Self-funded employers face higher budget pressure and more difficult tradeoffs around benefit design, coverage strategy, PBM contracting, and workforce affordability.
Behavioral health continues to outpace broader medical trend, with utilization increasing 10% from 2023 to 2024, and surging 62% since 2018. Unlike other inflators, growth is being driven by sustained utilization rather than unit cost and rising intensity. Behavioral health access and effective management can influence medical trend and affordability.
Implications for self-funded employers extend beyond claims to absence, productivity, disability, and overall workforce health. Employers should evaluate behavioral health vendors on their ability to improve access, redirect care to more efficient settings, and produce a measurable impact on total cost of care.
The No Surprises Act's Independent Dispute Resolution (IDR) arbitration process has become a reimbursement inflator, with providers winning 88% of disputes with payers in 2.6 million cases filed in 2025.
Payers can respond by pursuing more direct control over out-of-network expenditures through refined reimbursement policies, targeted contracting provisions, and network strategies designed to reduce dependence on nonparticipating providers.
Similarly, self-funded employers face heightened claim volatility, increased stop-loss risk, and less predictable out-of-network costs. Effectively managing exposure requires vigilant monitoring of dispute trends and service-category concentration, stronger documentation of qualifying payment amounts, and more robust eligibility-stage defenses throughout the IDR process.
The window for payers to get ahead of cost inflators is narrowing. Health plans should prioritize five cost-of-care actions now.
Start with payment integrity. As AI-enabled documentation and coding tools become more widespread, health plans are seeing higher paid amounts per claim and greater variation in coding intensity. Payers should respond by assessing high-dollar claims before payment is made, tracking provider-level severity drift, and integrating contract terms, payment policy, and claims edits into a single accuracy engine. The goal should be more accurate payments, not more denials of claims.
Manage utilization in a more targeted way and not simply restrictive way. Retire low-yield prior authorization requirements, reward high-performing providers, and concentrate clinical review on the services where cost and variation are highest.

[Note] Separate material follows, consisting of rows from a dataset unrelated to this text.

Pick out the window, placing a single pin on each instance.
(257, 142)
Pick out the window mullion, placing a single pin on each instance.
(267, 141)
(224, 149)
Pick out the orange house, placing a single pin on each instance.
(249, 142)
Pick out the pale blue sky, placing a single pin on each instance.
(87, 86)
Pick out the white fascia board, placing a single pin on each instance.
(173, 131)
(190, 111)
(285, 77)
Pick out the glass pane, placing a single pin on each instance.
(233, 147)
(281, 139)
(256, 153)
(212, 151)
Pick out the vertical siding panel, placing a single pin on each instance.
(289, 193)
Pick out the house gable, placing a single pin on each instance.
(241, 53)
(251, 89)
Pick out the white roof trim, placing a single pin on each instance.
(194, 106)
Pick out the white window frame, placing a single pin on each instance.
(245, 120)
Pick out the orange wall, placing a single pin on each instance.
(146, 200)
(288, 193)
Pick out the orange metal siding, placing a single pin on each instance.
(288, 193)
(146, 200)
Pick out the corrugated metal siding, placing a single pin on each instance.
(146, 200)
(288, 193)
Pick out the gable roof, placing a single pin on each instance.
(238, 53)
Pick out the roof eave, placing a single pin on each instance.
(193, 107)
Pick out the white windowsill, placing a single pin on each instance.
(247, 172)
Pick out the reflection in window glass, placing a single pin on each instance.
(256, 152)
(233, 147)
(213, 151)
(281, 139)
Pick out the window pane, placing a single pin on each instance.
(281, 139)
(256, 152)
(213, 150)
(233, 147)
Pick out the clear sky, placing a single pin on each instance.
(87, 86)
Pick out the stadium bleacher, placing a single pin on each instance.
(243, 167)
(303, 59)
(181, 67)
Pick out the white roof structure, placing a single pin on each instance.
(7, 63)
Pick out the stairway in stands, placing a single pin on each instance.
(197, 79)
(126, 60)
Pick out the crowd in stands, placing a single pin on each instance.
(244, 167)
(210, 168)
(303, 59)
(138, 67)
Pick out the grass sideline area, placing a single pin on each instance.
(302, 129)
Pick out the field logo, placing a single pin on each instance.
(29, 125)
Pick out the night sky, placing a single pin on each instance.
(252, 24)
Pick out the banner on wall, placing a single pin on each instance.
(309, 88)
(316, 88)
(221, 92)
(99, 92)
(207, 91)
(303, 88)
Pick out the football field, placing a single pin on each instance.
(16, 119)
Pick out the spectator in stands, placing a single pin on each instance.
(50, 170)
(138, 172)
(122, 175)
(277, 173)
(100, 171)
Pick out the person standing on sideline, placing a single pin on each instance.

Focus on critical Pharmacy management. GLP-1s, specialty drugs, and medical-benefit therapies are contributing to pharmacy trend. Plans need class-specific governance, disciplined GLP-1 access policies by indication, accelerated biosimilar conversion for real savings, and tighter alignment between pharmacy, utilization management, and site-of-care programs.
Use network and reimbursement strategy. Plans should use price transparency along with their own claims experience to identify high-cost outliers, reset value-based contracts around specific cost drivers, and direct members to lower-cost sites of care.
Make care management more disciplined and event-driven. Plans should set explicit trend-deflation targets by lever, hold vendors to outcomes that matter, and stop funding programs that cannot demonstrate avoided utilization or measurable savings.
Health plans that do not move quickly may find costs compounding faster than their ability to respond.
Medical cost trend is defined as the projected percentage increase in the cost to treat patients from one year to the next, assuming benefits remain the same. This report estimates the projected increase in per capita costs of medical services and prescription medications that affect insurers’ Group and Individual plans. Insurance companies use the cost trend projection to calculate health plan premiums for the coming year. For example, a 5% trend means that a plan that costs $10,000 per member this year would cost $10,500 next year.